# Logitech G430 Problem (Echo)



## jkox11 (18. Januar 2015)

Guten Tag liebe Kollegen  

Ich habe folgendes Problem. Hab einem Bekannten einen PC zusammengestellt mit Windoof 7. Zuvor hatte der Junge einen alten PC und benutzte ein G430 Headset. 
Mit dem neuen PC gab's aber ein Problem, und zwar mit diesem beknackten Headset. Sagen müsst ihr mir nicht, dass ein kein gutes ist  
Er hatte es aber schon und er hört sich nun selbst wenn er redet, so gesagt eben ein Echo. Was kann ich dagegen tun? Habe schon vieles versucht in den Soundeinstellungen, geklappt hat aber noch nix. Was mich verwundert ist, dass es mit dem alten PC geklappt hat und nicht mit dem neuen. 

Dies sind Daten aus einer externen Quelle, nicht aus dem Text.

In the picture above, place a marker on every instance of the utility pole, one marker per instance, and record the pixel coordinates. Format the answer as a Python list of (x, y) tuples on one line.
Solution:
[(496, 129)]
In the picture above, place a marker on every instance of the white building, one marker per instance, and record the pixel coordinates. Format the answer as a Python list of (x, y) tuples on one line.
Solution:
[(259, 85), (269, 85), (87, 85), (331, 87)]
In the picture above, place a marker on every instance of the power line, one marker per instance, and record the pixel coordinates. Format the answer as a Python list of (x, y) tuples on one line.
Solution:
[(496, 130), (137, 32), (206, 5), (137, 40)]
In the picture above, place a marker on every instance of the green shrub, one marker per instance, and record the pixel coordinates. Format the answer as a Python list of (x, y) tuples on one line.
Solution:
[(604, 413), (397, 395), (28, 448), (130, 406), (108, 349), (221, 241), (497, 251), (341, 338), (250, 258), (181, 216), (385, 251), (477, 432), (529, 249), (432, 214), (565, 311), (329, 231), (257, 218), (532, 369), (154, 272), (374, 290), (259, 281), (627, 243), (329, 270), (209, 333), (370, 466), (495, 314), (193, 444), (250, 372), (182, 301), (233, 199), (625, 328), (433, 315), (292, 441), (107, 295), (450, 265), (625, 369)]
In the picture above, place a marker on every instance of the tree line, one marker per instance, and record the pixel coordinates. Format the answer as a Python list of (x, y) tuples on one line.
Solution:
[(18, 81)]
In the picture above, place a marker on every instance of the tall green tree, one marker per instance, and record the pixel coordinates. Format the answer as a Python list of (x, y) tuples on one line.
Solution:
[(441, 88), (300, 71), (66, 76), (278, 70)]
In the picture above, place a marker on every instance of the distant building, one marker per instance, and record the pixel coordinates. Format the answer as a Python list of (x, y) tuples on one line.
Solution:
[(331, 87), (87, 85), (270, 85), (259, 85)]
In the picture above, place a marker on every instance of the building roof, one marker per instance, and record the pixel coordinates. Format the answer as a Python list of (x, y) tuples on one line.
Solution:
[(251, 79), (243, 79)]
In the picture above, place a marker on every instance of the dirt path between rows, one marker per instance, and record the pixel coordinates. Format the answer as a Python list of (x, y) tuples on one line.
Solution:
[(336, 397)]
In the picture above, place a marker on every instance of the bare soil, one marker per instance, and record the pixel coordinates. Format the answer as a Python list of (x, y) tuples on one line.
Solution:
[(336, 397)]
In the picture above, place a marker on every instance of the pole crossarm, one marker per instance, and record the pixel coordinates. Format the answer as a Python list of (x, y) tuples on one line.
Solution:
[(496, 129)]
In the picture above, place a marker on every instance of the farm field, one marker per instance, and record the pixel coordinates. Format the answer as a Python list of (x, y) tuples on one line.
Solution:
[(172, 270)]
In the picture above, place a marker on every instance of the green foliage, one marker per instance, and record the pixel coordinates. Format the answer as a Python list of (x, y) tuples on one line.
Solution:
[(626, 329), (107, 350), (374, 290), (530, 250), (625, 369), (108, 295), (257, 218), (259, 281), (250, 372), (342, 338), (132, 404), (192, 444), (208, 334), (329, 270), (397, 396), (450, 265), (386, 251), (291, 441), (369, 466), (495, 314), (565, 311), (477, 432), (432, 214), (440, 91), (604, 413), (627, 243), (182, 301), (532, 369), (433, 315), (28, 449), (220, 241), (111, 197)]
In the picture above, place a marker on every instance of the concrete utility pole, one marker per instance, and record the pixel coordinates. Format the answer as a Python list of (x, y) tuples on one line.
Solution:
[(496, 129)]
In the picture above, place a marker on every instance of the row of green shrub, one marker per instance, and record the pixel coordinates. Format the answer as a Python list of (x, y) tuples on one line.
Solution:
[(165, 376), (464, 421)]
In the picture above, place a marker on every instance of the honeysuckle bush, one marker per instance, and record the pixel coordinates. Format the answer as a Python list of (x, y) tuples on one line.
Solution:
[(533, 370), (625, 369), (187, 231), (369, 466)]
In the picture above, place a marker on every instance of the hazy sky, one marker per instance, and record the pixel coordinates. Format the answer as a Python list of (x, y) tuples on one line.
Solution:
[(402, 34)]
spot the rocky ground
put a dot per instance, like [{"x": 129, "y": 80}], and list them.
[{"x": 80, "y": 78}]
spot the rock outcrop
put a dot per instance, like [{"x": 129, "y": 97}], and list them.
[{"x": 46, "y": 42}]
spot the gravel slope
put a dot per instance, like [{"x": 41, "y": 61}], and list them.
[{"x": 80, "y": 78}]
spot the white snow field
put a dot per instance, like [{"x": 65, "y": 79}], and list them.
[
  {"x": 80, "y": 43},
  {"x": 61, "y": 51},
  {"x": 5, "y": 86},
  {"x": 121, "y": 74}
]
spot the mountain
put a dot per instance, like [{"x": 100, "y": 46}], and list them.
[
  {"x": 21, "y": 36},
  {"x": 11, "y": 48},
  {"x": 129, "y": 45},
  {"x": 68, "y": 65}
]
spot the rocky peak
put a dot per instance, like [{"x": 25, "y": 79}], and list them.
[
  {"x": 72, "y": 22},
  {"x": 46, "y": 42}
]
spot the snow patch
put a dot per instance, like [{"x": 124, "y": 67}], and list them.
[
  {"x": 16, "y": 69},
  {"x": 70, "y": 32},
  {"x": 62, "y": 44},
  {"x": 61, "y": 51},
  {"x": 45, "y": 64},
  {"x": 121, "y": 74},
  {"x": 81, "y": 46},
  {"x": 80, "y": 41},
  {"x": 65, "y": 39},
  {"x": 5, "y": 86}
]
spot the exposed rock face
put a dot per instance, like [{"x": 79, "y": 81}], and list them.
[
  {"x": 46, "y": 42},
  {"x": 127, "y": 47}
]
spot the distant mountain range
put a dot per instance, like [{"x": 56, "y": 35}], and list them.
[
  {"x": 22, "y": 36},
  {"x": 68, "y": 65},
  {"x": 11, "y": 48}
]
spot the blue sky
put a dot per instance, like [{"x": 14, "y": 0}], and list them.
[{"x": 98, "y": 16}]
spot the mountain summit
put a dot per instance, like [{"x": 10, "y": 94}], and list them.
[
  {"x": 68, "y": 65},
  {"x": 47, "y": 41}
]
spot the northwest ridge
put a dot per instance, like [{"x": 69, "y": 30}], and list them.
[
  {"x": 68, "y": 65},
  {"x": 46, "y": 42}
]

Ich hoffe ihr könnt mir helfen  

Danke im Voraus,
Liebe Grüsse


----------



## jkox11 (19. Januar 2015)

Keiner ne Idee?! Ich push das Ding mal


----------



## Fronobulax (19. Januar 2015)

Schon mal Treiber de- und wieder reinstalliert?


----------



## jkox11 (19. Januar 2015)

Jap, kein Erfolg


----------



## MrLoL1 (24. Januar 2015)

Auch wenn der Thread sehr alt ist , benutzt er die Mitgeliferte So-KA?


----------



## jkox11 (28. Januar 2015)

Nein tut er nicht. 
Kenn mich mit dem Soundbereich auch nicht so aus, soll er die einbauen?!


----------



## chewara (28. Januar 2015)

jkox11 schrieb:


> Nein tut er nicht.
> Kenn mich mit dem Soundbereich auch nicht so aus, soll er die einbauen?!



ja. und in den *Wiedergabegeräten* beim Headset das Mikro unter Pegel  ausschalten, dann hört er sich auch nicht mehr selbst

(das soll ein Feature sein und kein bug  )


----------